Figure 4Vertical bar chart for serum levels of IL-33 (A, C) and the IL-33/sST2 ratio (B, D) for various causes of CHF (A, B) and for different medications (C, D). Serum samples were obtained from 103, 39, 35, and 14 patients with coronary heart disease, hypertension, coronary heart disease and hypertension, and dilated cardiomyopathy, respectively. Data are expressed as quartiles and maxima. Serum levels of IL-33 and IL-33/sST2 ratios were not significantly different among CHF patients with various causes (A, B). IL-33 levels and the IL-33/sST2 ratio in patients under different drug therapies was similar (C, D). Statistical analyses were done using the Kruskal-Wallis test. The dotted line denotes the sensitivity of the ELISA kits. Abbreviations are the same as those shown in Table 1.
Figure 5Scatterplot between serum levels of IL-33 and eSOD activity (A) and MDA (B), serum levels of sST2 and eSOD activity (C) and MDA (D), and between IL-33/sST2 ratios and MDA levels (E) in CHF patients. Serum levels of IL-33 were negatively correlated with eSOD activity and positively correlated with serum MDA contents (A and B). sST2 had a closer relationship with these oxidation markers (C and D). IL-33/sST2 ratios were slightly (but significantly) correlated with decreased MDA contents (E). Correlation coefficients were calculated by Spearman’s correlation analyses. Abbreviations are the same as those shown in Tables 1 and 2.

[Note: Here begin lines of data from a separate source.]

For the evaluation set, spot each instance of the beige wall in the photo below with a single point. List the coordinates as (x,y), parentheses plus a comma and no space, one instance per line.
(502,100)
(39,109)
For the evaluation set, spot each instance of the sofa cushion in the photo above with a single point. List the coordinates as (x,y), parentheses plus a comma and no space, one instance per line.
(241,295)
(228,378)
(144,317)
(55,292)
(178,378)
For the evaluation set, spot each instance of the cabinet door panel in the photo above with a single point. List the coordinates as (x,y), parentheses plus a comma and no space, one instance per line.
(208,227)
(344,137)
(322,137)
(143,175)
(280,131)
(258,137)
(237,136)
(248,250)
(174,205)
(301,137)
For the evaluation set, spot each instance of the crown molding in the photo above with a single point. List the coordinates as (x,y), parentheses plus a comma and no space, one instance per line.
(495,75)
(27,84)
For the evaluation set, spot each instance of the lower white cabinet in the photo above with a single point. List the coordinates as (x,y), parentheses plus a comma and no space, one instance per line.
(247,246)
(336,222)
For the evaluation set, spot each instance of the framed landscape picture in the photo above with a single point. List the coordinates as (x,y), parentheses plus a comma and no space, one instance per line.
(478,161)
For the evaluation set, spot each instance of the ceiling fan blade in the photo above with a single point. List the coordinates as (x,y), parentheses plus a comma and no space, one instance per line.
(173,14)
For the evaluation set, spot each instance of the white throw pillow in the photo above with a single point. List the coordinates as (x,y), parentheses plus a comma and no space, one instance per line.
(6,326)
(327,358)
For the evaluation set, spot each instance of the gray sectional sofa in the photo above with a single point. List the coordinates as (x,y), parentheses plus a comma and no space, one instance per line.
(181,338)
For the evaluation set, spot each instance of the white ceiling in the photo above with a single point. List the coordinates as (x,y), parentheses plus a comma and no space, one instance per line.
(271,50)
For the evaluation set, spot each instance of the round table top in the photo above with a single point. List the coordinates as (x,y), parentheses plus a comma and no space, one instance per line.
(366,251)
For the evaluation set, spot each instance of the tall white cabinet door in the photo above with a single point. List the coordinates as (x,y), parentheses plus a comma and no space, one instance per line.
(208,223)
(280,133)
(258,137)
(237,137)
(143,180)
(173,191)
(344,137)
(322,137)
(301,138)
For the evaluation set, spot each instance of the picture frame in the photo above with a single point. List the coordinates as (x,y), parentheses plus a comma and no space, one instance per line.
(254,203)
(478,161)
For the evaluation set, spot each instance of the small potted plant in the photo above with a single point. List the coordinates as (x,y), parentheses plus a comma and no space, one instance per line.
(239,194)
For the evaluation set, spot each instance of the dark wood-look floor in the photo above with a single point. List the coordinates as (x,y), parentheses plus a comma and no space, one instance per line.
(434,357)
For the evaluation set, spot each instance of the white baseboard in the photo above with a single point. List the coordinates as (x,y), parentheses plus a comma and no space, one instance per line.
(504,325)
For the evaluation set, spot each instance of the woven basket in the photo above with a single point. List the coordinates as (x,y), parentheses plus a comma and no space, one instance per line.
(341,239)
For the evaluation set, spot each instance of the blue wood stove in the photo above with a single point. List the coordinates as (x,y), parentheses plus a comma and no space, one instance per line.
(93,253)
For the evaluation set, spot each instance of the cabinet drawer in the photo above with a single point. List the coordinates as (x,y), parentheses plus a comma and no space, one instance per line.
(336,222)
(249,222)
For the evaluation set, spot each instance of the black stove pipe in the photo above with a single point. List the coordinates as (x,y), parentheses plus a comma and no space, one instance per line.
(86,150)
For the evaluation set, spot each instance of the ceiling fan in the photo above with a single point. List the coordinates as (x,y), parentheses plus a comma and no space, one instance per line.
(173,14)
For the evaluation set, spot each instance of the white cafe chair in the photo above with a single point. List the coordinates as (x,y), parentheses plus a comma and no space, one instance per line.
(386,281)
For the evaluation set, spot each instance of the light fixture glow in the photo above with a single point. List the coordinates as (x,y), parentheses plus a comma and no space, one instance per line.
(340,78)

Figure 6Recombinant human IL-33 dose-dependently reduced MDA contents (A, n = 6) and increased SOD activity (B, n = 6) in Ang II-stimulated AC16 cells, which could be dramatically attenuated by sST2. Data are the mean ± SEM. All results were from three independent sets. Statistical analyses were undertaken using one-way ANOVA with the Tukey post-hoc test for multiple comparisons. The paired t-test was used to compare values for samples with and without sST2 (10 μg/ml). *, P < 0.05 versus Ang II+PBS; §, P < 0.01 versus 1 ng/ml IL-33; ¶, P < 0.05 versus 5 ng/ml IL-33; ‡, P < 0.05 versus 10 ng/ml IL-33. Abbreviations are the same as those shown in Table 1.